More often, comments are used as deodorants for badly written code.  Comments, as a rule, result in the following problems:

  • Encouraging developers to write code which doesn’t communicate its intent.
  • Comments are dead documentation. How many of us update the comments when we bring in some code changes? Hence it’s outdated most of the times.
  • Along with the code, comments require maintenance.

At times, the “why” part of the code is not obvious looking at the code. If it’s really difficult to communicate the why, then comments can be used.

How then, can one read the code base without comments? Good unit tests can serve as living and updated documentation. Developers should be taught to write clean code and making comments as an exception, not a rule which would push for the developer to write intent revealing code.

Comments are helpful in certain areas:

  • Public libraries have comments for each public method or property, which is used to create documentation.
  • Explain an hack in your code. A Codebase without hacks is non-existent. This may be due to lot of various reasons, which is not my concern here.

In Clean Code Robert Martin says
“The proper use of comments is to compensate for our failure to express yourself in code. Note that I used the word failure. I meant it. Comments are always failures.”

Developers should strive to reduce such failures. And Comments should be used sparingly.

C# Generics abused

This is my first post and as a tradition in picking up any new computer language, one would start off with a “Hello, World” program but I am going to discuss about how one of the great features of C# language, Generics can be abused.

Here’s the definition of Generics from MSDN.

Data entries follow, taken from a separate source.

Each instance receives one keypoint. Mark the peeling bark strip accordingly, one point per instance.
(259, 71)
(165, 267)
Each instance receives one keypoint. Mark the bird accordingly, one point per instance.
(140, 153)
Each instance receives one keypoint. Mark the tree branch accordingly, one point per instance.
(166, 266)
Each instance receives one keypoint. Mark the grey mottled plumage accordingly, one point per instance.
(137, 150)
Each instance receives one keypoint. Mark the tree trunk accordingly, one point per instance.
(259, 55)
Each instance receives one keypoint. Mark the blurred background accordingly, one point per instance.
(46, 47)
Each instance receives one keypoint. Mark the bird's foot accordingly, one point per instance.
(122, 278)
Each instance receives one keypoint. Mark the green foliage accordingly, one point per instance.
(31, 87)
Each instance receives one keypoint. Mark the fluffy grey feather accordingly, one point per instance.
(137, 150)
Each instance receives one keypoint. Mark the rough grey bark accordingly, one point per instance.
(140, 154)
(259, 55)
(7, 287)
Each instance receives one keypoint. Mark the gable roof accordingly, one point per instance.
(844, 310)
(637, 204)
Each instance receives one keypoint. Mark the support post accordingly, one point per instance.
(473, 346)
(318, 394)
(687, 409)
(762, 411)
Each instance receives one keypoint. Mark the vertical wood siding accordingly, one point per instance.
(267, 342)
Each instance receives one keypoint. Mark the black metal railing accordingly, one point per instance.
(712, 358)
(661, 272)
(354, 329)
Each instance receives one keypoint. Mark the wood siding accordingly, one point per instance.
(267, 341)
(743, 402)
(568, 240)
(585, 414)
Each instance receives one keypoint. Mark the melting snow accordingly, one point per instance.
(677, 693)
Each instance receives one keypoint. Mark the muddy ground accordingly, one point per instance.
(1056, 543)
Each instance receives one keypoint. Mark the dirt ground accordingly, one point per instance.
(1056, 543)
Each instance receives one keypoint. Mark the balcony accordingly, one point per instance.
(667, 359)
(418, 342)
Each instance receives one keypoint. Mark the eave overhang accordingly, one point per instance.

Generics allow you to define type-safe data structures, without committing to actual data types. This results in a significant performance boost and higher quality code, because you get to reuse data processing algorithms without duplicating type-specific code. In concept, generics are similar to C++ templates, but are drastically different in implementation and capabilities.

Let’s assume that I am trying to build a managed library for some unmanaged code. Basically wrap the unmanaged code by .net.

I have with me a set of C functions which do the same operation on different data types.

void PerformActionUInt(uint[] data);

void PerformActionByte(byte[] data);

void PerformActionUShort(short[] data);

We might think making use of a generic method, which can drastically reduce the method overload bloat.
Here’s how the .net generic method wraps the above C functions. This generic method contains logic to figure out which C function to be invoked based on the data passed.


private void PerformAction(T[] data)
{
    uint[] uintData = data as uint[];
    if (uintData != null)
    {
        PerformActionUInt(uintData);
        return;
    }

    ushort[] ushortData = data as ushort[];
    if (ushortData != null)
    {
        PerformActionUShort(ushortData);
        return;
    }

    byte[] byteData = data as byte[];
    if (byteData != null)
    {
        PerformActionByte(byteData);
        return;
    }

    throw new ArgumentException(data.GetType() + " not supported");
}

This, according to me, is a clear abuse in the usage of generics. And following are the problems with the above design:

1. Performance cost : Casting is performed on the passed data against each supported data type to figure out the data type.

2. Potential runtime exception: What if the method is passed with an unsupported data type? Yes, one can argue that documentation would be updated on the supported data types, but how many of us would read the documentation until we run into any problem?

I would prefer to have overloads for the above methods, and not use generics, which is not meant for this particular case.